If no new contents are specified for label generation, the label will contain the
following classes::

  <Identification_Area>
    <logical_identifier>...</logical_identifier>
    <version_id>...</version_id>
    <title>...</title>
    <information_model_version>...</information_model_version>
    <product_class>...</product_class>
    <License_Information>
      <name>Creative Common Public License CC0 1.0 (2024)</name>
      <description>Creative Commons Zero (CC0) license information.</description>
      <Internal_Reference>
        <lid_reference>urn:nasa:pds:system_bundle:document_pds4_standards:creative_commons_1.0.0::1.0</lid_reference>
        <reference_type>product_to_license</reference_type>
      </Internal_Reference>
    </License_Information>
  </Identification_Area>
  <Reference_List>
  </Reference_List>

Depending on the chosen argument for ``--generate-label`` (``ancillary`` or ``metadata``),
the label will be given either the ``File_Area_Ancillary`` or ``File_Area_Metadata``
class, which will then contain either ``Table_Character`` for fixed-width index files or
``Table_Delimited`` for variable-length files.

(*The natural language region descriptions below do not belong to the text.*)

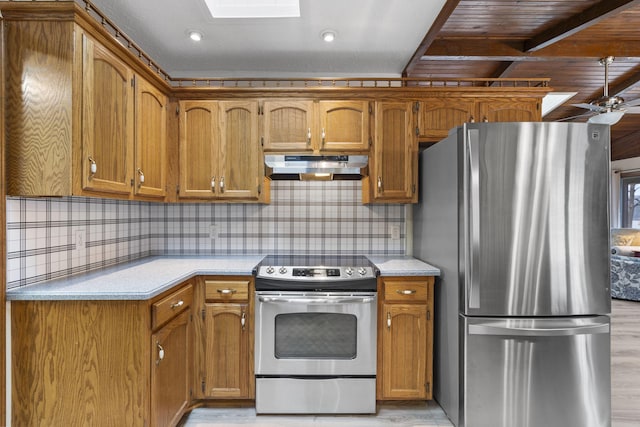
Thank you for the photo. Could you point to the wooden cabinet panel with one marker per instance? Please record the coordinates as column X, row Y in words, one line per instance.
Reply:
column 170, row 369
column 287, row 125
column 405, row 338
column 240, row 161
column 198, row 148
column 150, row 140
column 404, row 343
column 344, row 125
column 393, row 168
column 107, row 120
column 436, row 116
column 227, row 351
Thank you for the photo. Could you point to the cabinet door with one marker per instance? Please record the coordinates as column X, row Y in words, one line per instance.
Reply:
column 170, row 368
column 404, row 347
column 198, row 148
column 151, row 140
column 344, row 125
column 288, row 126
column 226, row 351
column 510, row 110
column 240, row 161
column 395, row 154
column 436, row 116
column 107, row 120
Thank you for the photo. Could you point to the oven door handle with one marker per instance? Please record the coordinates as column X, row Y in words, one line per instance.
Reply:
column 317, row 300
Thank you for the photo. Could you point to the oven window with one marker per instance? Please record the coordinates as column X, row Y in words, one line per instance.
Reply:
column 316, row 336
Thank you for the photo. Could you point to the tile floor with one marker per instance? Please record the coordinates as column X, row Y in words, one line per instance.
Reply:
column 409, row 415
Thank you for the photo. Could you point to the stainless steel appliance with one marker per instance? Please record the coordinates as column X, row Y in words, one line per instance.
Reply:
column 515, row 215
column 315, row 340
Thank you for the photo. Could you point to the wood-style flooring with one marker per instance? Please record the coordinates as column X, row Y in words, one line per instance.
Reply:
column 625, row 392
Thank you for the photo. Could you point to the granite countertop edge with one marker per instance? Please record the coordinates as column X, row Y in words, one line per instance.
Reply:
column 149, row 277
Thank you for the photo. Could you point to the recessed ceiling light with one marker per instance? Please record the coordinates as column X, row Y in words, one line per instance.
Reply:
column 328, row 35
column 254, row 8
column 196, row 36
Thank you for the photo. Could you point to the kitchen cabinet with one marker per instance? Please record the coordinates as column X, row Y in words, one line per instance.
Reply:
column 393, row 160
column 220, row 155
column 99, row 362
column 299, row 126
column 82, row 121
column 226, row 356
column 405, row 338
column 437, row 116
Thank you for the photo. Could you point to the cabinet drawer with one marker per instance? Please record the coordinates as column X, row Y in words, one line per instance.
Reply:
column 405, row 290
column 226, row 290
column 168, row 307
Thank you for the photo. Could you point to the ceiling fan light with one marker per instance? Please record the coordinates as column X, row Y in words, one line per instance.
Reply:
column 610, row 118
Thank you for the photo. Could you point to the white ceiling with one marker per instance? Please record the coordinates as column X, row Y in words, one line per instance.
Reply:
column 374, row 37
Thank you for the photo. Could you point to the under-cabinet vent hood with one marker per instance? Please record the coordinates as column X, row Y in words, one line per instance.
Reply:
column 320, row 167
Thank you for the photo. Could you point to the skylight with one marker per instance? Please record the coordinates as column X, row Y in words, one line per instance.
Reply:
column 254, row 8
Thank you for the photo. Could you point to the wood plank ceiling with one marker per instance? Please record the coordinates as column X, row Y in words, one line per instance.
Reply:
column 560, row 39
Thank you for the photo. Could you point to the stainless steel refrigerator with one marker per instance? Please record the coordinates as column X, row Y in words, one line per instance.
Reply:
column 516, row 217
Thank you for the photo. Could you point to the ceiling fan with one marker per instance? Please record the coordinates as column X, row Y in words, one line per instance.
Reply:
column 607, row 109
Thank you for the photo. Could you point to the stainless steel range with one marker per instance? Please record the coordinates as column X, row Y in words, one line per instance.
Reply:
column 315, row 342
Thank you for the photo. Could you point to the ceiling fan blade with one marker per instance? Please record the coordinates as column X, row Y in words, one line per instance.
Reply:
column 589, row 107
column 610, row 118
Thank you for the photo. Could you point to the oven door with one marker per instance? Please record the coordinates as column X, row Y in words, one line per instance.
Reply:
column 315, row 333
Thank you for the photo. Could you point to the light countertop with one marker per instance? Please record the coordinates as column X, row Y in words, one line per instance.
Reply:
column 146, row 278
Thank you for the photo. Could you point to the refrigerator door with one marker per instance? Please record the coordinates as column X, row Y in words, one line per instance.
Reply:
column 536, row 219
column 535, row 372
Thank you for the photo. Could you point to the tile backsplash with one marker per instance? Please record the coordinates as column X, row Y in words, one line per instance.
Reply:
column 56, row 237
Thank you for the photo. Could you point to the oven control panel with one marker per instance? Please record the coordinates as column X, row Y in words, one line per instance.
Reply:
column 315, row 273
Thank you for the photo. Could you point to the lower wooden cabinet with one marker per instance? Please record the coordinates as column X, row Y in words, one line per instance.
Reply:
column 226, row 338
column 98, row 363
column 405, row 338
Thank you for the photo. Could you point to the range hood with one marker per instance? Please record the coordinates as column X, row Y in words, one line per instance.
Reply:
column 311, row 166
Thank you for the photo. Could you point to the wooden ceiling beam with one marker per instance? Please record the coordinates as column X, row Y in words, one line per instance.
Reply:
column 578, row 22
column 431, row 35
column 484, row 49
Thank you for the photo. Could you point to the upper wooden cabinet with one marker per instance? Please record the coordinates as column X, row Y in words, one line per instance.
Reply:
column 299, row 126
column 107, row 120
column 220, row 155
column 437, row 116
column 393, row 161
column 81, row 121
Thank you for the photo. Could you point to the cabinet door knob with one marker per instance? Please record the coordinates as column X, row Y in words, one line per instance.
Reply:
column 93, row 168
column 160, row 353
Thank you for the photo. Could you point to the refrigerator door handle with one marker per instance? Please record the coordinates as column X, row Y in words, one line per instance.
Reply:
column 473, row 241
column 535, row 332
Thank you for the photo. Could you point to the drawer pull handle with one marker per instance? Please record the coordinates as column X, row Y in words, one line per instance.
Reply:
column 160, row 353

These classes are populated by the label
generation code and cannot be altered with configuration files (except in the case of
nilled elements).

Here is an example of a configuration file that overrides the default title and adds
modification history::

  label-contents:
    title: Index file for my occultation bundle
    Modification_Detail:
      - modification_date: '2024-01-01'
        version_id: 1.1
        description: |
          This is a lengthy description of what this modification
          changed in the bundle.
          There were lots of changes.
      - modification_date: '2023-01-01'
        version_id: 1.0
        description: Initial release.